Of course, there is something we can and must do. The second fire does not force itself into our lives. TV signals are all around us and literally pushing at us all the time. But nothing happens until we turn the TV on, select a channel and tune the picture. Christ’s spirit is always surrounding us, wanting to be part of our lives. But until we open ourselves to this second fire, its transforming work will not have a chance at us. It is grace that there is this redeeming force of Christ. It is our God-given capacity to determine that we shall give ourselves over to its glorious power.

Often an experience like this is undramatic and occurs without notice. Only afterwards do we see what Christ’s spirit has been doing to our lives. This seems to have been the experience of the disciples after Jesus’ crucifixion. The gospels say that they fled to Galilee and presumably began to take up their former lives. They were deeply shattered by Jesus’ death and began to think that it had all been for nothing. So they resumed their fishing, their tax collecting, their trades and whatever ways of life had been theirs before going off with Jesus.

Then they began to discover something strange about themselves. It became apparent that they were not the same persons they had seen before Jesus. Somehow they couldn’t settle down again to their former way of life. Something seemed to be different. Indeed, they were different persons, the sort that C. S. Lewis was talking about. In personal meditation, or in coversation with the other followers of Jesus, they found themselves professing that they really did trust God, that they did forgive others, that they had an intense desire to please God. Most of all, they felt compelled to take up the message and work of Christ again. Without fanfare, the second fire of Christ’s spirit had done its work of change. If we have any gospel good news at all, it will not neglect to speak about this.

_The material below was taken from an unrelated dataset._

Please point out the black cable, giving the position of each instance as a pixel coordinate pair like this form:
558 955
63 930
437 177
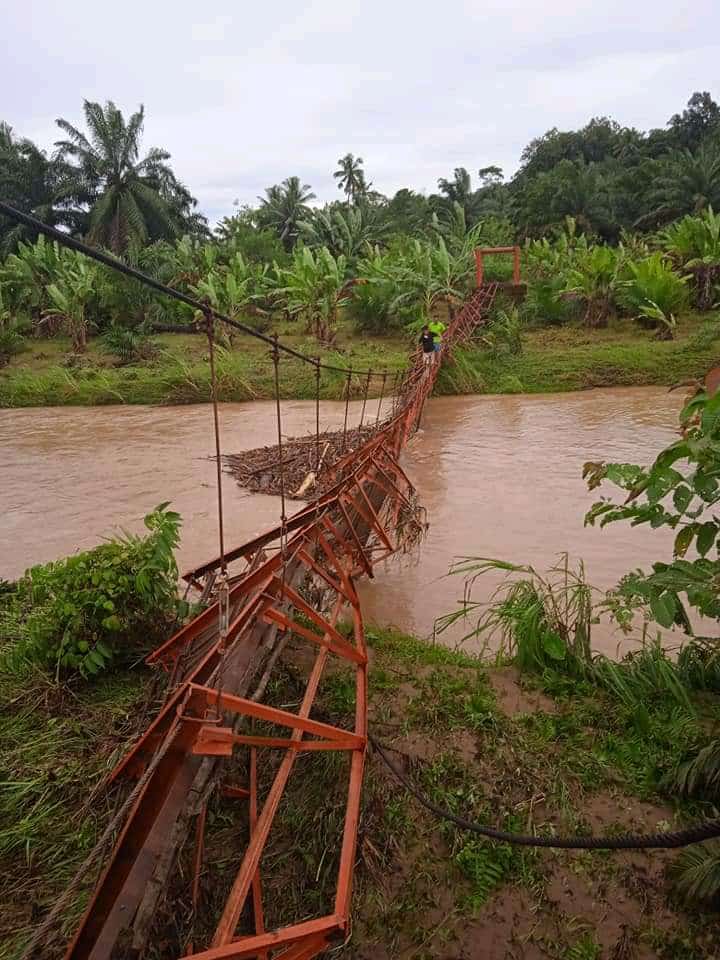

So Christ is "fire" in a double sense. He is the fire of God’s judgment. He tells us that we are living dangerously, that without God we are part of no lasting future, and that we have no real present joys and satisfactions. Christ is also the warming fire of the transforming power of the spirit, forming us into happy sons and daughters of God, with lives and deeds to match. Both these fires of Christ are essential to our spiritual pilgrimage and neither can say it all alone. "I came to cast fire upon the earth ..." So did this Promethean Christ.